Hence this is why the outcome of the Nagorno-Karabakh conflict is so important. It’s more than just a squabble over territory. Rather, if one looks at the physical railroad- and by extension highway or future highway lines -there are several outcomes.

First, given the closeness between Azerbaijan and Turkey, and the fact that Azerbaijan has admitted she wants essentially to be absorbed by Turkey, the Azeri victory over Armenia creates a direct path from Turkey to the Oil Sands of Baku and the Caspian Sea, which is right across from Turkmenistan, and just so happens to be where this new railway and road lines are being planned will go to.

Second, what is happening is a continual “cutting out” of Armenia from economic life. Armenia is already isolated, considering that the current BTC (Baku-Tblisi-Ceyhan) railway line literally goes in about a 270 degree semicircle around Armenia. The victory over Armenia has officially cut off Armenia’s southern corridor by the Aras River, meaning that Armenia is now fully surrounded by Turkey and her Azeri ally. She is, for all purposes, a country in a country, with no way out to another land that is not Turkey. This is a typical strategy of ‘encirclement’, and given Turkey’s no-secret denial of the Armenian massacres and her hatred of Christianity and the Armenians, is bad news for the future, because it means that Turkey is likely looking to “finish the job” from last century.

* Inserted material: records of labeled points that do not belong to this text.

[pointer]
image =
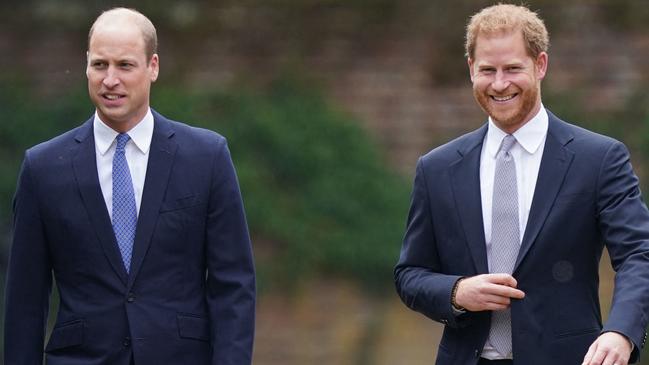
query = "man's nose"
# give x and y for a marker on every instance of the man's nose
(501, 83)
(112, 78)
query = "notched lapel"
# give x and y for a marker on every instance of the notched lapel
(163, 150)
(465, 179)
(554, 165)
(84, 165)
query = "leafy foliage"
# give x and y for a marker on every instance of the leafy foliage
(318, 196)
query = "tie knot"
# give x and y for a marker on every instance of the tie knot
(507, 144)
(121, 138)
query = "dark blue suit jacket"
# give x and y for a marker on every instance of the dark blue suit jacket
(586, 197)
(190, 294)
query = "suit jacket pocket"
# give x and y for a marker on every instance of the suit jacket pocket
(180, 203)
(193, 326)
(66, 335)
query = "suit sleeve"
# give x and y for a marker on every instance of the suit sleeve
(29, 278)
(624, 224)
(231, 275)
(418, 278)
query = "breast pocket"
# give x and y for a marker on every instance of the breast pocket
(180, 203)
(66, 335)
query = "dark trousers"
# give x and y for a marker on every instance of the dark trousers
(484, 361)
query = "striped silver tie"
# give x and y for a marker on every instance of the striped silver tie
(505, 238)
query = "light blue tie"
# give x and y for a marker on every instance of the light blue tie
(124, 210)
(505, 238)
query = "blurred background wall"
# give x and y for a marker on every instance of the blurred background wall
(327, 105)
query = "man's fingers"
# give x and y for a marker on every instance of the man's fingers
(502, 279)
(589, 354)
(504, 291)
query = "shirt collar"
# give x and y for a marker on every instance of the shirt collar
(529, 136)
(141, 134)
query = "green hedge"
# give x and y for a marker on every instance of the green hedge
(319, 197)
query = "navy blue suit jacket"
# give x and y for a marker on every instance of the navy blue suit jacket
(190, 294)
(586, 197)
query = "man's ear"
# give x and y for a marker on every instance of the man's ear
(470, 63)
(154, 65)
(541, 64)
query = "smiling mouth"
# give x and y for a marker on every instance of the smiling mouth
(112, 96)
(502, 99)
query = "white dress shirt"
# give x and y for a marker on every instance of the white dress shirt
(527, 153)
(137, 156)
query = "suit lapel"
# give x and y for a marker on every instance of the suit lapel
(161, 156)
(554, 166)
(85, 172)
(465, 178)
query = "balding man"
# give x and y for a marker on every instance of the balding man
(139, 220)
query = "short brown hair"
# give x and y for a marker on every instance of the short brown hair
(146, 27)
(507, 18)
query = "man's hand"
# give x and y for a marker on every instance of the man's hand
(487, 292)
(610, 348)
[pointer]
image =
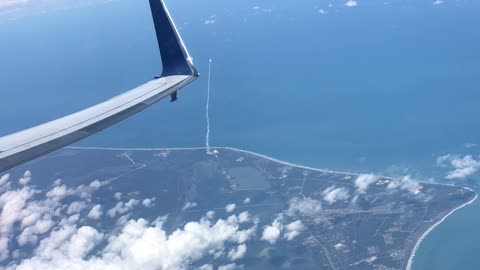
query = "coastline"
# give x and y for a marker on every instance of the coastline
(427, 232)
(417, 244)
(219, 147)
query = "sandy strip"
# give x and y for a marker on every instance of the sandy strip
(417, 245)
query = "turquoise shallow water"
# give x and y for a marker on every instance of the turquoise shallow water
(382, 88)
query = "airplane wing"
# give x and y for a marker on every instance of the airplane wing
(178, 71)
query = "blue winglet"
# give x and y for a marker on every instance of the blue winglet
(175, 57)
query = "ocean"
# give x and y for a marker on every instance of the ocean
(381, 87)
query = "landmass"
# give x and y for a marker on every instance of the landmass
(326, 219)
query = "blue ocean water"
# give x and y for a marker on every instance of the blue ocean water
(380, 87)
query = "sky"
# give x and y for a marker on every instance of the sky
(389, 87)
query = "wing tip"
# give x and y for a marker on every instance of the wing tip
(175, 57)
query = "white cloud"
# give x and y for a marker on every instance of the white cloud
(293, 230)
(210, 215)
(118, 196)
(206, 267)
(231, 266)
(11, 3)
(462, 166)
(138, 245)
(29, 234)
(4, 179)
(238, 252)
(405, 183)
(272, 232)
(148, 202)
(122, 207)
(333, 194)
(76, 207)
(351, 3)
(363, 181)
(96, 212)
(27, 177)
(230, 208)
(189, 205)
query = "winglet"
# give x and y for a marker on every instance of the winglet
(175, 57)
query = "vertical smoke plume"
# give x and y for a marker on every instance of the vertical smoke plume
(207, 113)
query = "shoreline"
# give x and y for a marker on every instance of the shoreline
(427, 232)
(245, 152)
(218, 147)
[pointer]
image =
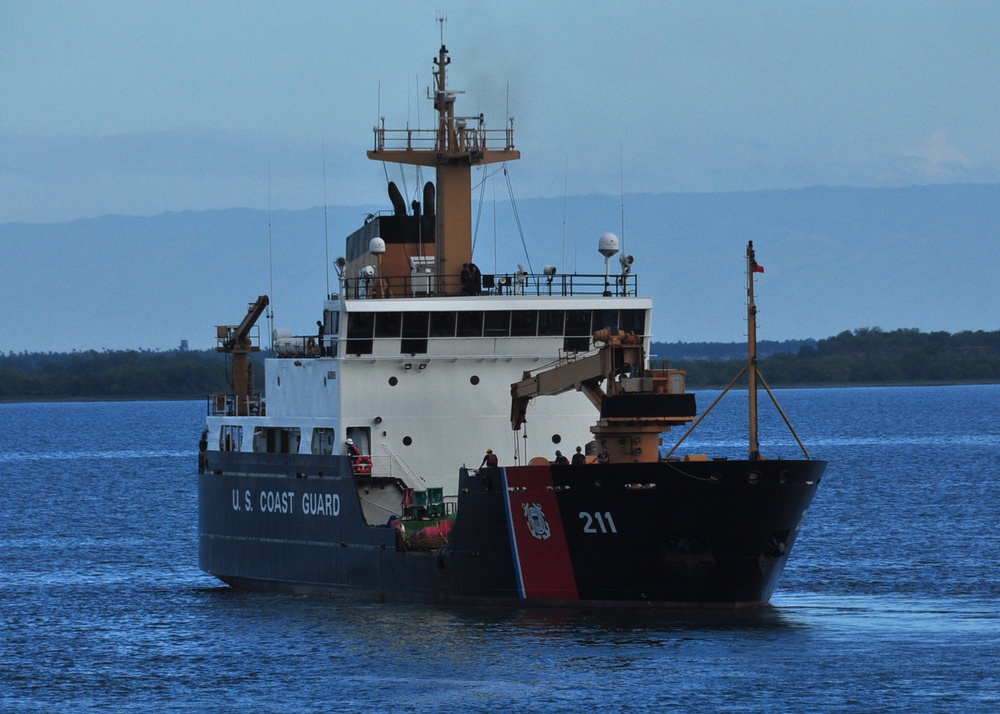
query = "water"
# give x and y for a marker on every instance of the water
(889, 603)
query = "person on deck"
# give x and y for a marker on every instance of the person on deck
(490, 460)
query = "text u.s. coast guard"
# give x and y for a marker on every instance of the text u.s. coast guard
(311, 504)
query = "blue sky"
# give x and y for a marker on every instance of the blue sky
(140, 108)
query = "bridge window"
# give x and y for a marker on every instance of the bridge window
(470, 324)
(633, 321)
(550, 323)
(387, 324)
(414, 333)
(497, 323)
(524, 323)
(442, 324)
(360, 328)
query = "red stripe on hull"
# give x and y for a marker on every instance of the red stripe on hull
(545, 571)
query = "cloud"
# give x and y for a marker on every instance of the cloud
(936, 159)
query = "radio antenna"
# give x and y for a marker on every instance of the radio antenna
(326, 225)
(270, 260)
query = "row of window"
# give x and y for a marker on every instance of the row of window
(414, 328)
(492, 323)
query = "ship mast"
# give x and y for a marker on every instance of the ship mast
(453, 148)
(752, 267)
(750, 369)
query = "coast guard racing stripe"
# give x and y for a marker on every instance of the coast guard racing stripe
(537, 539)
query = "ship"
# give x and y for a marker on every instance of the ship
(414, 446)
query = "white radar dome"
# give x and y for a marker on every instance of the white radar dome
(608, 245)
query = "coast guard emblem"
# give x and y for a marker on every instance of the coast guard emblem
(537, 524)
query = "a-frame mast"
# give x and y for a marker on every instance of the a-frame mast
(458, 144)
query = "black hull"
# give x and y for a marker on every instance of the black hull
(681, 534)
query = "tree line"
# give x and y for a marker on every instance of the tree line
(864, 356)
(868, 356)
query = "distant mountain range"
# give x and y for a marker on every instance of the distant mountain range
(835, 259)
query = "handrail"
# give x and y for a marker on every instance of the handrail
(568, 285)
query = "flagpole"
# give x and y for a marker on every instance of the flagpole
(752, 352)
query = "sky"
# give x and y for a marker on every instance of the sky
(134, 108)
(139, 108)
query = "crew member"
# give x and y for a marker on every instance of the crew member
(352, 450)
(203, 452)
(490, 460)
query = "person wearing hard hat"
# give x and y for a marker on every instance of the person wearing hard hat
(352, 449)
(490, 459)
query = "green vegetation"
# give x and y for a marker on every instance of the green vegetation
(864, 356)
(868, 356)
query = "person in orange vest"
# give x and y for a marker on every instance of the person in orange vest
(490, 460)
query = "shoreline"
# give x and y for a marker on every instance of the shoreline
(700, 388)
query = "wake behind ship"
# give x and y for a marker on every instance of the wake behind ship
(352, 476)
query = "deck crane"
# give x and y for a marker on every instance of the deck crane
(239, 342)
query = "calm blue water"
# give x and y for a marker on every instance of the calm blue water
(890, 602)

Third, Turkey’s power as an economic machine due to these factors is going to rapidly increase because looking at a map, there are only two ways to the Far East From Europe- either go through Russia (not an option), or go through Turkey, and since NATO has chosen the latter, this is why Turkey is reviving. Her position is bolstering her return as a world power, and in a competition with Russia, the Nagorno-Karabakh “nail” is one more in the building of the railway to Asia.

The next decade is going to be a decade of escalation, and there are going to be many sub-trends within this. These developments in the small, isolated, and largely crumbling nation of Turkmenistan are not to be separated from what is going on in the rest of the world, for this is more than just a road, but about the construction of a revived Ottoman Empire, and is as relevant to the conflicts in the Middle East, with Russia, with China, and around the world more than ever before today.